I'm working hard on relaxing my thumb, as well as strengthening my other fingers, via thumb-tucking. (I keep wanting to type "thumb-sucking," or "thumb-tacking".) And this weekend I made the brilliant deduction that Hanon is ideal for working on this kind of thing.
I've gone through phases with Hanon. Some of my piano teachers haven't used it, while others made it a central part of my technique work. My latest piano teacher, Carol, who taught me in 2019-2020 (before my COVID wrecked everything and tendinitis wrecked my elbow), loved Hanon. With her, I was coming back to piano after about 10 years away, so we started with the first 20 exercises and then skipped over to various exercises for trills, scales in thirds, etc. (I was just starting scales in thirds when my piano life ground to a halt.)
I hadn't thought about Hanon at all until a week or so ago when I listened to Dominic Cheli's lecture and worked on the octave exercises. (I wrote about that here.) So I had found and dusted off the old Hanon book for that.

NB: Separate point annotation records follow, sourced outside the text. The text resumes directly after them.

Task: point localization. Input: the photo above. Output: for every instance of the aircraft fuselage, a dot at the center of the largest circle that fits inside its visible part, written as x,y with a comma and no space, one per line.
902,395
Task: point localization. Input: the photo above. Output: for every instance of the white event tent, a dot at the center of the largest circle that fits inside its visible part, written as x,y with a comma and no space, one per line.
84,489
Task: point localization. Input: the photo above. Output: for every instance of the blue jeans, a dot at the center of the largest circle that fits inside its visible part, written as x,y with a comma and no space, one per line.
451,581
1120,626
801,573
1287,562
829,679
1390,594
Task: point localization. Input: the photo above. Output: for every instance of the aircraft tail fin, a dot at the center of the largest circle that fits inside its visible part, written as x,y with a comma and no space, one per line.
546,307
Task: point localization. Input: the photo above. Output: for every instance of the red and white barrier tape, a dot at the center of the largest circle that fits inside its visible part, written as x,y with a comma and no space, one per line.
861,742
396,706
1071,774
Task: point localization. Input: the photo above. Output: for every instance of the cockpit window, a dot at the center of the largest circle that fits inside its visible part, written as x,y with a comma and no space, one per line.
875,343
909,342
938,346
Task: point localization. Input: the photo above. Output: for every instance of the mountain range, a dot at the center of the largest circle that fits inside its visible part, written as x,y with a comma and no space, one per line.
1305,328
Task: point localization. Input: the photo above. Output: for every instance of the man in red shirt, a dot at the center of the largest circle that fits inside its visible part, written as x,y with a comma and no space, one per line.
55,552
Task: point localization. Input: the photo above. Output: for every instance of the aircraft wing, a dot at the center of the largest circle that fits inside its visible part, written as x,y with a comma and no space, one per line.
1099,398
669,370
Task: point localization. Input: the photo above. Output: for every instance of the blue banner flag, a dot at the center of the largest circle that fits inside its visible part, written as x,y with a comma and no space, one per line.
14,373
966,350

And then, as I was working on this thumb-tucking thing Friday night, I happened to glance over at the Hanon book I'd set aside on top of the piano and thought ... "Yes!"
Hanon is so perfect for this kind of thing! Here is a video where I'm working through one of the exercises, focusing specifically on the thumb-tuck. It's a very boring video, and if I had any video-editing skills to speak of, I would have cut a big chunk of the exercise out. Anyway, enjoy! (Even though, if I'm honest, it's not that enjoyable a video. It even includes a lovely nose-scratch at the beginning that looks like an almost-nose-pick.)